[<prev] [next>] [<thread-prev] [thread-next>] [day] [month] [year] [list]
Message-ID: <20210126210837.7mfzkjqsc3aui3fn@skbuf>
Date: Tue, 26 Jan 2021 23:08:37 +0200
From: Vladimir Oltean <olteanv@...il.com>
To: Lorenzo Carletti <lorenzo.carletti98@...il.com>
Cc: linus.walleij@...aro.org, andrew@...n.ch, vivien.didelot@...il.com,
f.fainelli@...il.com, davem@...emloft.net, kuba@...nel.org,
netdev@...r.kernel.org, linux-kernel@...r.kernel.org
Subject: Re: [PATCH 1/1] net: dsa: rtl8366rb: standardize init jam tables
Hi Lorenzo,
On Mon, Jan 25, 2021 at 05:56:31AM +0100, Lorenzo Carletti wrote:
> In the rtl8366rb driver there are some jam tables which contain
> undocumented values.
> While trying to understand what these tables actually do,
> I noticed a discrepancy in how one of those was treated.

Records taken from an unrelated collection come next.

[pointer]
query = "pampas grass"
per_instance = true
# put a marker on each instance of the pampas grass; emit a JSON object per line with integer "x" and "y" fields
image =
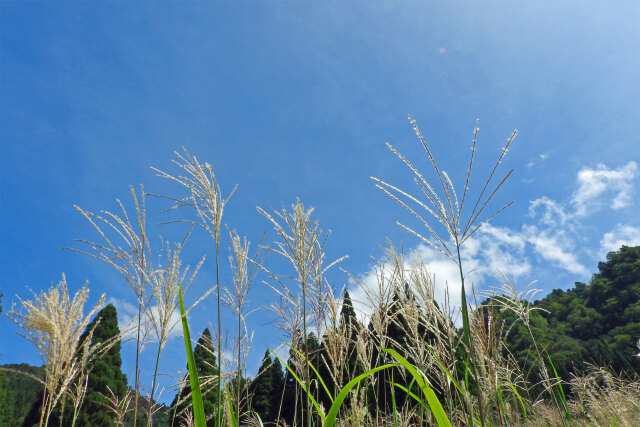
{"x": 54, "y": 323}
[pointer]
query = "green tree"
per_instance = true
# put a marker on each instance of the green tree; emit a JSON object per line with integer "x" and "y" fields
{"x": 207, "y": 368}
{"x": 104, "y": 371}
{"x": 262, "y": 391}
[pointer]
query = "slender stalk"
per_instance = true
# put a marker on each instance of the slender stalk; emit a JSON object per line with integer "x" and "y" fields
{"x": 467, "y": 339}
{"x": 219, "y": 415}
{"x": 239, "y": 364}
{"x": 153, "y": 388}
{"x": 137, "y": 369}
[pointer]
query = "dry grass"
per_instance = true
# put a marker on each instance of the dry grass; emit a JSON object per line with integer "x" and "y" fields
{"x": 54, "y": 323}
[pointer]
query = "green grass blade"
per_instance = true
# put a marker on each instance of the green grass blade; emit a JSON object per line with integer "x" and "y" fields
{"x": 330, "y": 420}
{"x": 561, "y": 392}
{"x": 515, "y": 391}
{"x": 326, "y": 389}
{"x": 444, "y": 369}
{"x": 414, "y": 396}
{"x": 196, "y": 396}
{"x": 436, "y": 408}
{"x": 393, "y": 403}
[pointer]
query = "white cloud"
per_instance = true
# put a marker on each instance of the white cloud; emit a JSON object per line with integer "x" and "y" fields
{"x": 621, "y": 235}
{"x": 553, "y": 213}
{"x": 593, "y": 183}
{"x": 555, "y": 248}
{"x": 490, "y": 251}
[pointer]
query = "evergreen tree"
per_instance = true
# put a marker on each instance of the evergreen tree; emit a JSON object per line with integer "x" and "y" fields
{"x": 350, "y": 328}
{"x": 294, "y": 396}
{"x": 103, "y": 371}
{"x": 204, "y": 355}
{"x": 277, "y": 386}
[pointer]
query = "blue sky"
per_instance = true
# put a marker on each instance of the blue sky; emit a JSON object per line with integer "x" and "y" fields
{"x": 294, "y": 100}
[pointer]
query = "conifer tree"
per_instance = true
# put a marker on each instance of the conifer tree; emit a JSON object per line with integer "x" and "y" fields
{"x": 204, "y": 355}
{"x": 103, "y": 371}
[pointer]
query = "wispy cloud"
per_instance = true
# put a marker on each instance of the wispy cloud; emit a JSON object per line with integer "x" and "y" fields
{"x": 555, "y": 246}
{"x": 621, "y": 235}
{"x": 539, "y": 158}
{"x": 594, "y": 183}
{"x": 550, "y": 231}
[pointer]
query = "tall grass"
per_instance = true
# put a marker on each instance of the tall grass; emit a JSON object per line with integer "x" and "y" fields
{"x": 434, "y": 373}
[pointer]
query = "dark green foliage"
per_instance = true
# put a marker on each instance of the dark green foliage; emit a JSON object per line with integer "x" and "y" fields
{"x": 103, "y": 371}
{"x": 20, "y": 392}
{"x": 597, "y": 322}
{"x": 294, "y": 397}
{"x": 263, "y": 400}
{"x": 206, "y": 365}
{"x": 350, "y": 327}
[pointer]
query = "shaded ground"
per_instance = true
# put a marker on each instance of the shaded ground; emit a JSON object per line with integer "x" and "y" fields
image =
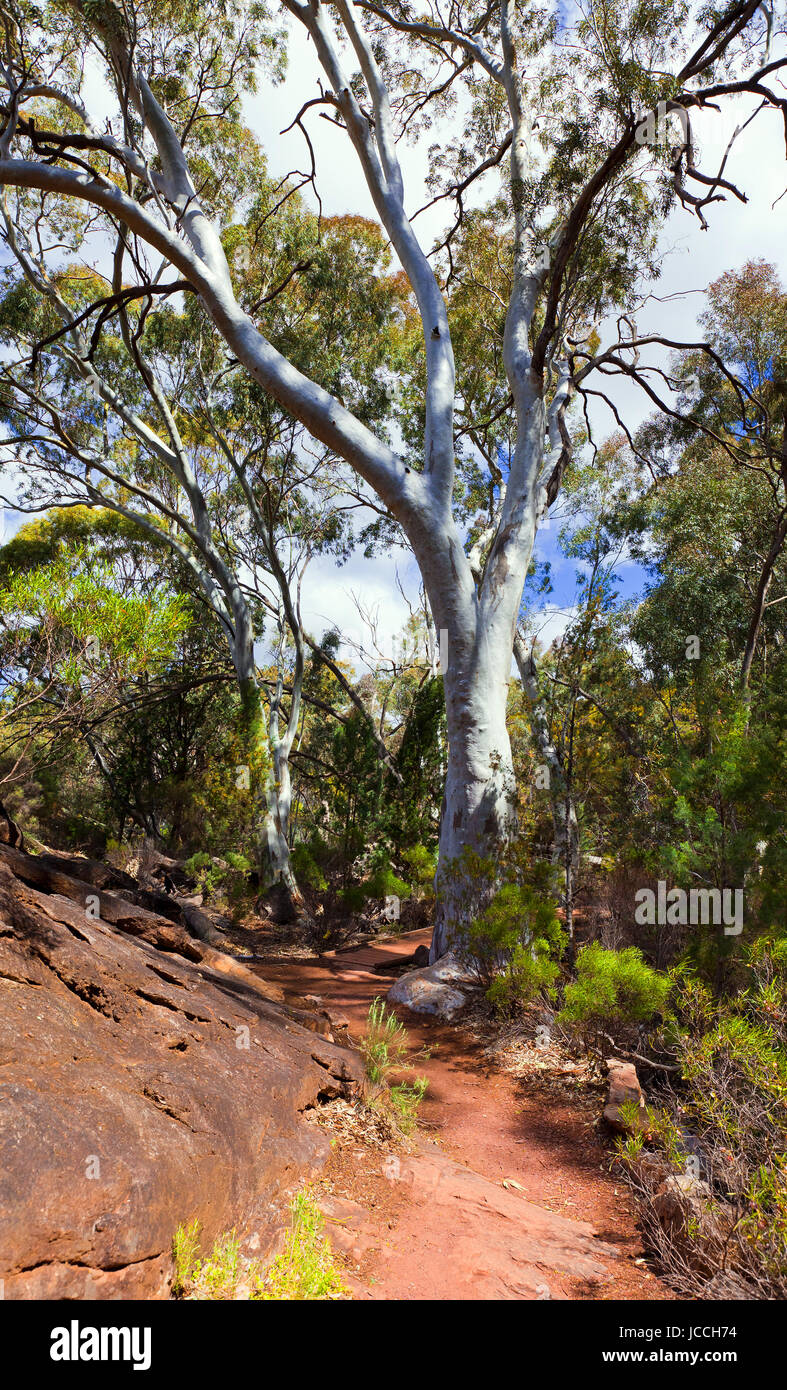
{"x": 508, "y": 1191}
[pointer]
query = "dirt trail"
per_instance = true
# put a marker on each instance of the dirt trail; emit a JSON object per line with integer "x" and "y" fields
{"x": 441, "y": 1223}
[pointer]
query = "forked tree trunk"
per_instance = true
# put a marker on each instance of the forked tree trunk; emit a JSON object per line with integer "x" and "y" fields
{"x": 269, "y": 783}
{"x": 479, "y": 808}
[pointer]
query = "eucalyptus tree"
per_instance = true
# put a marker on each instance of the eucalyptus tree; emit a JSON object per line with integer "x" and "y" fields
{"x": 561, "y": 104}
{"x": 729, "y": 445}
{"x": 152, "y": 419}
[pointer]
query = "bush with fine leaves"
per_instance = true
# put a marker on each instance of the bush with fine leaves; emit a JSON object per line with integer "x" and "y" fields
{"x": 612, "y": 990}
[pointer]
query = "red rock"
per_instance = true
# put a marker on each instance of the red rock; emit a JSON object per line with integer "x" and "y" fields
{"x": 146, "y": 1080}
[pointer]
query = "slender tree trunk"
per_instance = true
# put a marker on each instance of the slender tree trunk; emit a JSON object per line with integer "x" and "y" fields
{"x": 759, "y": 599}
{"x": 565, "y": 824}
{"x": 479, "y": 809}
{"x": 269, "y": 781}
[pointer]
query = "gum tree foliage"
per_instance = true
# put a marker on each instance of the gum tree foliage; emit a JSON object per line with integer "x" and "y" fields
{"x": 558, "y": 107}
{"x": 178, "y": 441}
{"x": 118, "y": 702}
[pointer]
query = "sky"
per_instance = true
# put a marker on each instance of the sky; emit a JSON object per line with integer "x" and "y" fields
{"x": 693, "y": 259}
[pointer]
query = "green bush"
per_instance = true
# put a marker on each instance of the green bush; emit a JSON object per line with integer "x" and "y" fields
{"x": 422, "y": 865}
{"x": 519, "y": 916}
{"x": 613, "y": 988}
{"x": 306, "y": 1269}
{"x": 353, "y": 897}
{"x": 384, "y": 883}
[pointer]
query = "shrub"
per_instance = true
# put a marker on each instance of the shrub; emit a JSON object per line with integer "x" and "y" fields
{"x": 422, "y": 865}
{"x": 185, "y": 1250}
{"x": 530, "y": 972}
{"x": 352, "y": 898}
{"x": 727, "y": 1121}
{"x": 520, "y": 920}
{"x": 306, "y": 869}
{"x": 613, "y": 988}
{"x": 384, "y": 883}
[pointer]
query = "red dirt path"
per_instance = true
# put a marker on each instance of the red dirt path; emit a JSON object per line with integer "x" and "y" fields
{"x": 448, "y": 1228}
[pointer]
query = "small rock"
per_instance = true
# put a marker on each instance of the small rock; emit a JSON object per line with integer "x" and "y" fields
{"x": 625, "y": 1090}
{"x": 434, "y": 988}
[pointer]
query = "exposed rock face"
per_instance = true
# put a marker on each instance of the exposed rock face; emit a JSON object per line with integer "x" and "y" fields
{"x": 437, "y": 988}
{"x": 625, "y": 1090}
{"x": 146, "y": 1079}
{"x": 497, "y": 1244}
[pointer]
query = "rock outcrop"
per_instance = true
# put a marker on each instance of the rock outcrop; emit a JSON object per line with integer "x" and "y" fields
{"x": 146, "y": 1080}
{"x": 438, "y": 988}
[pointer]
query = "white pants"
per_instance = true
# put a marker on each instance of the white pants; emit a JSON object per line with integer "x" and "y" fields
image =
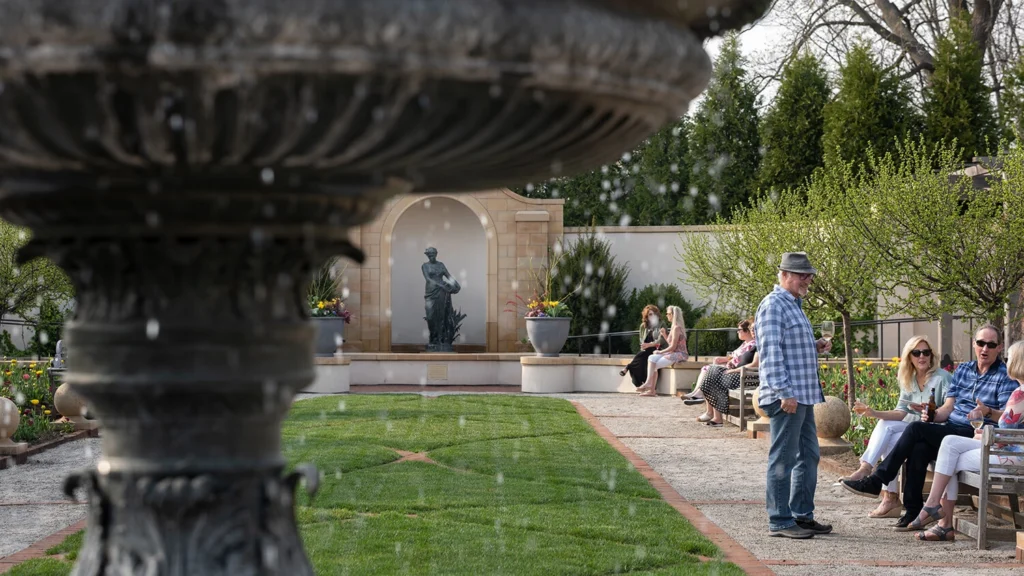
{"x": 884, "y": 438}
{"x": 957, "y": 454}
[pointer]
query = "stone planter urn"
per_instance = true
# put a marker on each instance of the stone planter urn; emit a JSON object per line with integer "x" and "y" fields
{"x": 548, "y": 334}
{"x": 330, "y": 334}
{"x": 189, "y": 163}
{"x": 833, "y": 419}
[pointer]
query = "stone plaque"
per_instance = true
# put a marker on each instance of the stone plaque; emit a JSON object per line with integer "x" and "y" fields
{"x": 437, "y": 372}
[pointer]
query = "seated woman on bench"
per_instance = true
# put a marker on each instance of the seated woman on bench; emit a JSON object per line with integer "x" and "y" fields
{"x": 920, "y": 378}
{"x": 722, "y": 378}
{"x": 742, "y": 355}
{"x": 957, "y": 454}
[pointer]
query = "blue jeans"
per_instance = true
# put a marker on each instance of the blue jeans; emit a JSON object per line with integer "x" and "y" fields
{"x": 793, "y": 465}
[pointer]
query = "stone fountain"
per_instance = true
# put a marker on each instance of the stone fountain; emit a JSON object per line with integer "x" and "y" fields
{"x": 188, "y": 163}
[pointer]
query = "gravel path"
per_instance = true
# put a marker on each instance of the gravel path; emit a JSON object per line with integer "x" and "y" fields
{"x": 722, "y": 472}
{"x": 32, "y": 500}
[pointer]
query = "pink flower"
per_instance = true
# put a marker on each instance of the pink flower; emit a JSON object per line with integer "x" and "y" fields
{"x": 1011, "y": 418}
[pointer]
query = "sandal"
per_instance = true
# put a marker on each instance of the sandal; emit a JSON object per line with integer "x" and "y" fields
{"x": 934, "y": 515}
{"x": 937, "y": 534}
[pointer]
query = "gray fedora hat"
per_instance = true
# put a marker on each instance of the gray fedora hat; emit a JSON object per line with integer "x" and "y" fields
{"x": 798, "y": 262}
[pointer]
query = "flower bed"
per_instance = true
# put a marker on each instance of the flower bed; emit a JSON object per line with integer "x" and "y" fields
{"x": 877, "y": 386}
{"x": 29, "y": 385}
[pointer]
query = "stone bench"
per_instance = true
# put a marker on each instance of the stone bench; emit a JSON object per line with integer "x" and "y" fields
{"x": 598, "y": 374}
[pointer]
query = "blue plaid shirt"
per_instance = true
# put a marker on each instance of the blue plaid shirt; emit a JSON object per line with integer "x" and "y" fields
{"x": 787, "y": 351}
{"x": 992, "y": 388}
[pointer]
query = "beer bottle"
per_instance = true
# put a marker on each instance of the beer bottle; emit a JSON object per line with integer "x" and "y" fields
{"x": 931, "y": 406}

And did you manage to find out what these tables actually do?
> Most of them were plain u16 arrays, while the ethernet one was
> an u16 matrix.
> By looking at the vendor's droplets of source code these tables came from,
> I found out that they were all originally u16 matrixes.
>
> This commit standardizes the jam tables, turning them all into
> u16 matrixes.
Why? What difference does it make?
> This change makes it easier to understand how the jam tables are used
No it doesn't?
> and also makes it possible for a single function to handle all of them,
> removing some duplicated code.
On which RTL8366RB chip revisions did you test for regressions?
On another note, the patch doesn't apply cleanly to net-next/master.